Per la prima parte del volo, si nota un contributo positivo di circa 9-10 m/s2 sull’asse Z: tutto normale, è l’accelerazione di gravità. Contemporaneamente, c’è una piccola componente negativa sull’asse Y. Questo perché il payload era leggermente inclinato rispetto all’orizzonte (circa 23°) in modo da consentire alla fotocamera di riprendere più terra e meno cielo 🙂
Si nota comunque che le misure in generale sono molto disturbate, segno che il volo era abbastanza “movimentato”; direi che questo è confermato dalle immagini 🙂
Ad un certo punto, si nota uno stacco netto nelle misure: è il momento del taglio del cavo. Le misure si fanno ancora più frastagliate su ognugno dei 3 assi, ad indicare che ovviamente il rientro è stato ancora più agitato della salita.
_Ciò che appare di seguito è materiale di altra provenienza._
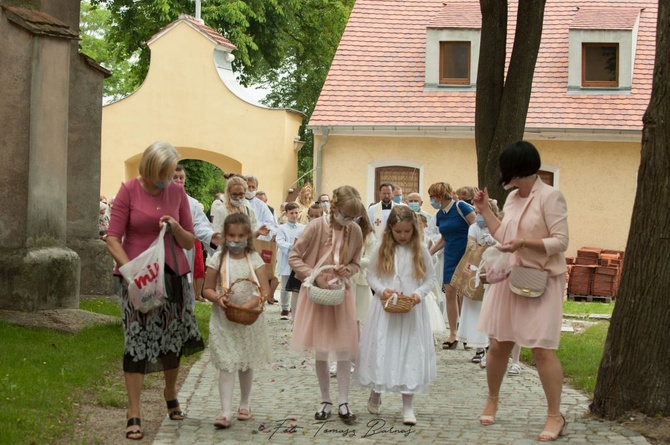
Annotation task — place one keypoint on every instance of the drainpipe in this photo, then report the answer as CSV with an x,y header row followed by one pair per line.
x,y
319,161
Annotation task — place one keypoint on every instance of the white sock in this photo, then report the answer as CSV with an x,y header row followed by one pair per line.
x,y
343,380
246,379
407,410
323,374
226,386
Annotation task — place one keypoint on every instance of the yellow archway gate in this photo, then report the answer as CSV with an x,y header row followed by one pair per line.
x,y
191,99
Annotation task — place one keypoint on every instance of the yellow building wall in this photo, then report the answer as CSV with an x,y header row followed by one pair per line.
x,y
598,179
184,101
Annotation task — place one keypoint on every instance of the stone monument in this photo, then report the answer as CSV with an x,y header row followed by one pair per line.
x,y
50,120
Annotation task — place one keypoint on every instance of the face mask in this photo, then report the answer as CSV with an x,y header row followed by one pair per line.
x,y
340,220
236,247
161,184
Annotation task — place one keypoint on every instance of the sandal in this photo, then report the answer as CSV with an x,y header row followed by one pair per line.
x,y
323,414
487,419
134,421
450,344
243,414
550,436
177,414
347,417
221,422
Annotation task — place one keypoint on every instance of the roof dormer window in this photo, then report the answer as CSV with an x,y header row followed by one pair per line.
x,y
455,62
600,64
602,49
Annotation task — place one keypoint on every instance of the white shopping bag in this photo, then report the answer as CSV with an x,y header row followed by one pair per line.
x,y
146,276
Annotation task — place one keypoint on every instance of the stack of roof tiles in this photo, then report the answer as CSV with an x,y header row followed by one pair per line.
x,y
595,271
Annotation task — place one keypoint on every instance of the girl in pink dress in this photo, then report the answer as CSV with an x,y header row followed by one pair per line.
x,y
333,239
535,230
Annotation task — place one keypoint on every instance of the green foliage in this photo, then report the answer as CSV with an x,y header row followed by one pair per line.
x,y
94,26
203,181
44,373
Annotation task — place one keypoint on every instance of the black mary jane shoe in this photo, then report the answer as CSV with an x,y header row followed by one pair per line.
x,y
450,344
134,421
349,418
323,414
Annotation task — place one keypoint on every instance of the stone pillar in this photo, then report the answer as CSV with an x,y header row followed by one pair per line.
x,y
37,271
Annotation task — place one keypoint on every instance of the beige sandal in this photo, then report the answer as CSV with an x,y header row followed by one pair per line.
x,y
550,436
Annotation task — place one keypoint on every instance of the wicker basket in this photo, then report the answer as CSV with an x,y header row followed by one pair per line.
x,y
397,303
326,297
242,315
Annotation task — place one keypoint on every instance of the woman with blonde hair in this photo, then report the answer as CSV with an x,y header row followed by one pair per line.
x,y
453,220
155,340
334,239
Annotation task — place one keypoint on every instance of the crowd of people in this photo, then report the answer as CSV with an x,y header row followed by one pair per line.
x,y
339,266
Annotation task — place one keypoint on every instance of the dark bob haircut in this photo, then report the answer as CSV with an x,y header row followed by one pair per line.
x,y
518,160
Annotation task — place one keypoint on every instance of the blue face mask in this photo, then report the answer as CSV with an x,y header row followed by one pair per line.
x,y
161,184
236,247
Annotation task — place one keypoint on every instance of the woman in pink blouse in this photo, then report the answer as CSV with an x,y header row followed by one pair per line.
x,y
156,340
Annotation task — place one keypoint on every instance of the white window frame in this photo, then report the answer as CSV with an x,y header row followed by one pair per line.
x,y
433,39
627,40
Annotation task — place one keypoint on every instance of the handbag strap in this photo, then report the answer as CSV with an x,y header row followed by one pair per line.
x,y
174,255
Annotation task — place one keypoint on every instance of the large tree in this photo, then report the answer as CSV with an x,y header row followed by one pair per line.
x,y
502,102
634,373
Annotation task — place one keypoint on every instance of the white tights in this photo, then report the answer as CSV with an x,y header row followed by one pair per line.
x,y
343,380
227,385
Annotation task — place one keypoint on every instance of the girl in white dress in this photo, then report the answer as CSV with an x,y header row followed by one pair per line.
x,y
236,347
397,353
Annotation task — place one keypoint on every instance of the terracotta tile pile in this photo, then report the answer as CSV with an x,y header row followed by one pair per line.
x,y
595,271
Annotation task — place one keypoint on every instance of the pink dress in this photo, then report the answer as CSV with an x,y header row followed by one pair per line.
x,y
324,329
529,322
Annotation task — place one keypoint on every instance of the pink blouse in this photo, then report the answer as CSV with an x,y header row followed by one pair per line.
x,y
135,218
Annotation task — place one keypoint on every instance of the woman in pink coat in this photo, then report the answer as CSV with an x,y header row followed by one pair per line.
x,y
535,231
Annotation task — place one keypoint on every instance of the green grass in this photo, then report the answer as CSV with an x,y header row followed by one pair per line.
x,y
44,373
585,308
580,353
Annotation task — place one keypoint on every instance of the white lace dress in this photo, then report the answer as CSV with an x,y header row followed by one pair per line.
x,y
233,346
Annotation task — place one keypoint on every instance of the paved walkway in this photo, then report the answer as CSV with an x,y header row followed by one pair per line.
x,y
285,397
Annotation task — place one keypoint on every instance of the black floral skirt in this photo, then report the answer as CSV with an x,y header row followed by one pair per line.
x,y
157,340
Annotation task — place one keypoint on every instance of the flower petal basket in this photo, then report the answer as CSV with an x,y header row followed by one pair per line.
x,y
397,303
242,315
326,297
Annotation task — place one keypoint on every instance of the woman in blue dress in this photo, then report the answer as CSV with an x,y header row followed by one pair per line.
x,y
453,219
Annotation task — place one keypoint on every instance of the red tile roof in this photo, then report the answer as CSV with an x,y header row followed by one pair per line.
x,y
377,76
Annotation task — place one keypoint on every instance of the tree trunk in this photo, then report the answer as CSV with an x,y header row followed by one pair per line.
x,y
634,374
502,105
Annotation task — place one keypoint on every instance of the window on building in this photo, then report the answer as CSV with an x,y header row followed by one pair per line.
x,y
600,64
405,177
455,63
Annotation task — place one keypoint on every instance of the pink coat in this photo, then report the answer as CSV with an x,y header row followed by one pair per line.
x,y
545,216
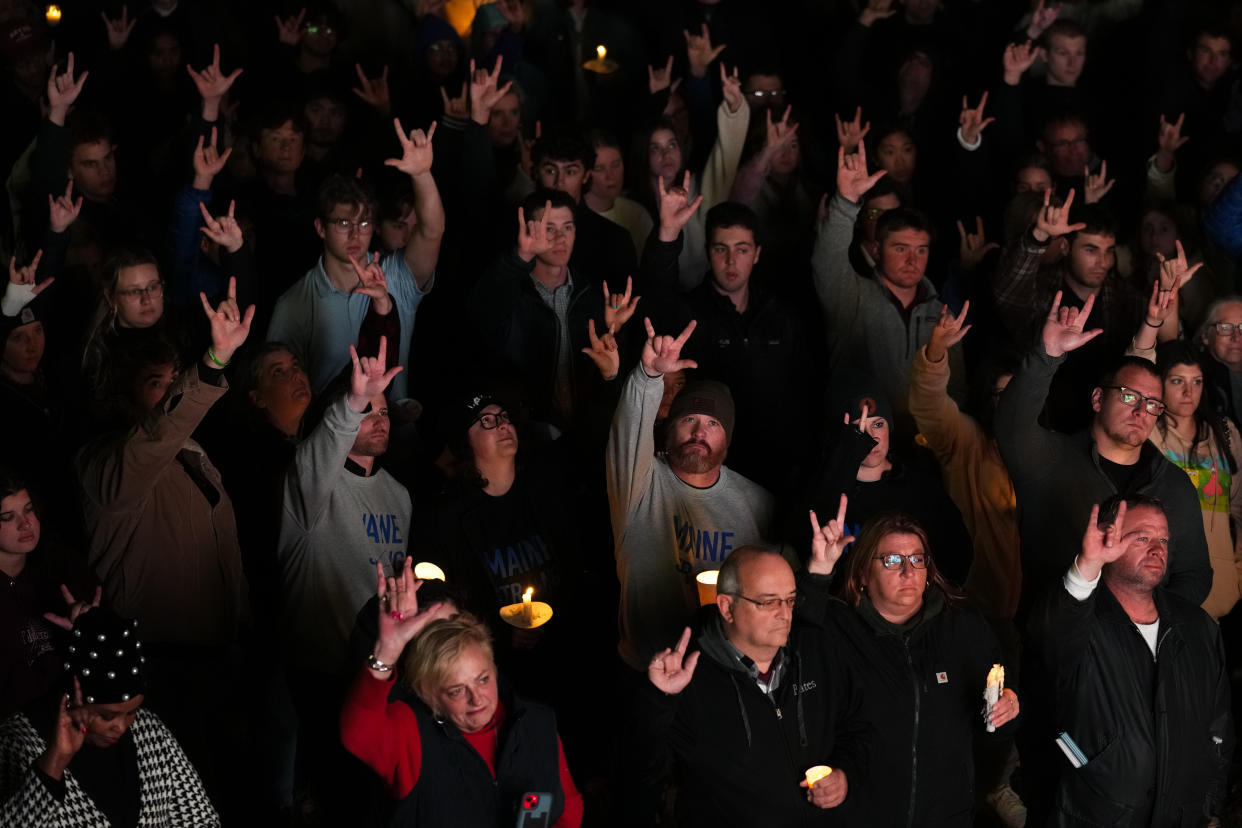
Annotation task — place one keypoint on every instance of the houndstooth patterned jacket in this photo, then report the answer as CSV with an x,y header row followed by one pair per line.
x,y
172,792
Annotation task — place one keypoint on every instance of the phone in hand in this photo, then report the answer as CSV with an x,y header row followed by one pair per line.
x,y
534,811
Dopo l’atterraggio tutto si calma, si capisce anche che il payload è atterrato in verticale, solo leggermente inclinato su un lato.
Tensioni e corrente
Finisco questa carrellata con una cosa leggermente più specifica del settore elettronico ma ugualmente interessante.
Sullo stesso grafico ho riportato le 3 tensioni di alimentazione presenti sulla scheda (batteria a 6 V, +5 V e +3.3 V stabilizzati, scala su asse di sinistra) e la corrente assorbita dalle batterie (scala su asse di destra).
Le tensioni di 5 V e 3.3 V stabilizzate sono, per l’appunto, stabili.
La tensione delle batterie ha più o meno un andamento che ricalca la temperatura interna: le batterie sono infatti meno efficienti a bassa temperatura.
Ma la cosa che salta subito agli occhi sono i picchi di corrente (che corrispondono anche ad abbassamenti di tensione sulle batterie) più o meno a metà grafico.
Quei momenti, coincidono con le misure non corrette rilevate dal contatore HADARP. L’ipotesi più probabile è che per cause ignote, in un punto del circuito di HADARP, si sia verificato un arco voltaico tra l’alta tensione necessaria per polarizzare il tubo Geiger e la massa. Abbiamo anche trovato dei segni di scariche elettriche sul circuito di HADARP. Il motivo di queste scariche è ancora sotto indagine, nel frattempo, possiamo confermare che gli archi elettrici facevano assorbire ad HADARP una corrente più o meno doppia rispetto alla nominale prevista.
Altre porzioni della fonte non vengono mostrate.